Time: 2018-10-30 08:26:38Source: Bloomberg
Futures in New York dropped as much as 0.5 percent after falling 2.2 percent last week. Russia suggested on Saturday the country may keep its output at the current level above the Soviet-era record or raise production further, and warned of a potential supply shortage. That’s just days after the Organization of Petroleum Exporting Countries and its allies signaled they could cut output in 2019.
Oil has slumped about 12 percent from a four-year high earlier this month as a rout in global equity markets raised concerns about economic growth and energy demand at a time of growing U.S. crude inventories. With renewed American sanctions on Iran going into full effect in just a week, traders are looking for signs whether OPEC and its partners are able -- and willing -- to increase production to fill any potential supply gap.
“I expect investors will take a wait-and-see stance this week before the return of sanctions on Iran and U.S. midterm elections,” Makiko Tsugata, a senior analyst at Mizuho Securities Co., said by phone from Tokyo.

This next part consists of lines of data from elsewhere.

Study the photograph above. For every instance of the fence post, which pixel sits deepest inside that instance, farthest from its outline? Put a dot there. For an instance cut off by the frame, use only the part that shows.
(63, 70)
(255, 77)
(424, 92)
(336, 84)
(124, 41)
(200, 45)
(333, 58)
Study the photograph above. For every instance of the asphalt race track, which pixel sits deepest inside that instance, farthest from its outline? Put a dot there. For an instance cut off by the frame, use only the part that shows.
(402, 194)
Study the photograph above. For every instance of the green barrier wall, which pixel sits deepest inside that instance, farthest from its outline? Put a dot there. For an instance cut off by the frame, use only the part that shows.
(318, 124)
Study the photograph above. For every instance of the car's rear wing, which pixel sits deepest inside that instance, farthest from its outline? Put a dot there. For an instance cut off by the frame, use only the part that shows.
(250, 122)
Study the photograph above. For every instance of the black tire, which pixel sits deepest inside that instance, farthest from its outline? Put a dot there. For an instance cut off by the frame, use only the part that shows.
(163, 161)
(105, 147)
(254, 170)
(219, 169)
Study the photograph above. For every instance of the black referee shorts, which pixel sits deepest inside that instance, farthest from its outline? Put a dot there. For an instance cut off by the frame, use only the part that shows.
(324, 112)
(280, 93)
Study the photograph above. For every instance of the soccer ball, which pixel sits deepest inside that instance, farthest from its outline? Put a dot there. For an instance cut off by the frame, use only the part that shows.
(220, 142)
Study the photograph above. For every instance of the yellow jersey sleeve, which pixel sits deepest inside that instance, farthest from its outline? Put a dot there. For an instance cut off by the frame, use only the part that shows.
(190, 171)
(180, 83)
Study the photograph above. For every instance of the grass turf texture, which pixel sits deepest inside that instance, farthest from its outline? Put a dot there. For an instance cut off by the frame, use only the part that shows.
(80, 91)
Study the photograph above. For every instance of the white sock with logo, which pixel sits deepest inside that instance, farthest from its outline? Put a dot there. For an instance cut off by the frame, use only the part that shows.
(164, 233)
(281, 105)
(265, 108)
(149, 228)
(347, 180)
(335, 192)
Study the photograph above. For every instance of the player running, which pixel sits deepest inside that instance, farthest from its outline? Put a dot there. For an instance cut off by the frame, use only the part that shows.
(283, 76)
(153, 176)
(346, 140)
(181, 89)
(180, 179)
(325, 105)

Despite a potential decline in Iranian exports, “if both Saudi Arabia and Russia boost output and U.S. production continues to rise, we could have a supply glut.”
West Texas Intermediate for December delivery declined as much as 32 cents to $67.27 a barrel on the New York Mercantile Exchange and traded at $67.36 a barrel at 3:38 p.m. in Tokyo. The contract rose 26 cents to $67.59 on Friday. Total volume traded was about 14 percent below the 100-day average.

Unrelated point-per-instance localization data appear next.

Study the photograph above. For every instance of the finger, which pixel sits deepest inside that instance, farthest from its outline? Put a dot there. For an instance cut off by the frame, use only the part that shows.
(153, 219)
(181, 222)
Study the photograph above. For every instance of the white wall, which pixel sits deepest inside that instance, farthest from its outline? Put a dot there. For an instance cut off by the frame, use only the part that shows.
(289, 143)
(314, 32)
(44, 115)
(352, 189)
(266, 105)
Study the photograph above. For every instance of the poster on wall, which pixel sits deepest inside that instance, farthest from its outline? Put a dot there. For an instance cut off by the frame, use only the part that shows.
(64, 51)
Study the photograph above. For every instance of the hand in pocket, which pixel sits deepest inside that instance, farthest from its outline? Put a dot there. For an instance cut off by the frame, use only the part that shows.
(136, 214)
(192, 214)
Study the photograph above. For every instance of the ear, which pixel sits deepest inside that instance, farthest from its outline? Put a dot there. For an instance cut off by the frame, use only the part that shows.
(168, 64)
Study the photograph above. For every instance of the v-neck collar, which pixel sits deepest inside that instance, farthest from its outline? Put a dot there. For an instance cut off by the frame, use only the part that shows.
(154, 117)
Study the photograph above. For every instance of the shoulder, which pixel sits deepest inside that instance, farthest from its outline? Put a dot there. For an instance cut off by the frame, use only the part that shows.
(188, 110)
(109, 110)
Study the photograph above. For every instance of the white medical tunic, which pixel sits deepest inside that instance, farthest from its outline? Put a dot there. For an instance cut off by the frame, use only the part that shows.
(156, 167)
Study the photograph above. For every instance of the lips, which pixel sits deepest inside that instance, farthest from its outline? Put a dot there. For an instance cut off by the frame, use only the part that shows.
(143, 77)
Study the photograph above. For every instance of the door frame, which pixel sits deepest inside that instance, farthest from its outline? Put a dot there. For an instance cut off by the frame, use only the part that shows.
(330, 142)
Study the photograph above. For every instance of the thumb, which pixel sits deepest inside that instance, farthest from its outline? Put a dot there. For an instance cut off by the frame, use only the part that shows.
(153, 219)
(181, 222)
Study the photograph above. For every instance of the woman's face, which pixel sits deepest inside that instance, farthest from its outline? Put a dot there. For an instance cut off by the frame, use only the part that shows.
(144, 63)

Brent for December settlement fell 29 cents to $77.33 a barrel on the London-based ICE Futures Europe exchange. The contract climbed 73 cents to $77.62 on Friday. The global benchmark crude traded at a $9.99 premium to WTI.
Russian Energy Minister Alexander Novak told reporters in Istanbul he sees no grounds for reducing output and that there are risks of a deficit in oil markets. The nation’s oil production in September rose by almost 150,000 barrels a day to 11.356 million, a post-Soviet high, from a month earlier. The country suggested its output rose further in October.

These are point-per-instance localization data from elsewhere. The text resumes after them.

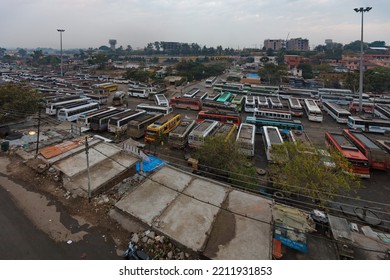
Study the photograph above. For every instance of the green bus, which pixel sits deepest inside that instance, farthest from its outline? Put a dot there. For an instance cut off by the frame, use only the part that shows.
(225, 97)
(239, 100)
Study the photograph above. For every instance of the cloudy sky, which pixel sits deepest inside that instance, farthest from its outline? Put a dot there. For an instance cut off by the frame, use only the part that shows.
(229, 23)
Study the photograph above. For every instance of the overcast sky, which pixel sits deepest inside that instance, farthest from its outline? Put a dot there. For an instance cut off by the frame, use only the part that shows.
(229, 23)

Similarly, Saudi Arabia said last week the kingdom can further increase its production to ease supply shortfalls even as it has already boosted output to 10.7 million barrels a day, near an all-time high. Energy Minister Khalid Al-Falih said OPEC and its allies are in “produce as much as you can mode” to meet demand and replace any shortages.
In contrast, a committee of oil producers including Russia and Saudi Arabia highlighted on Thursday the need to prepare “options” for how much crude they should pump next year to prevent the market slipping back into imbalance. The group said the rise in stockpiles, coupled with fears about an economic slowdown “may require changing course” after they have agreed in June to boost production.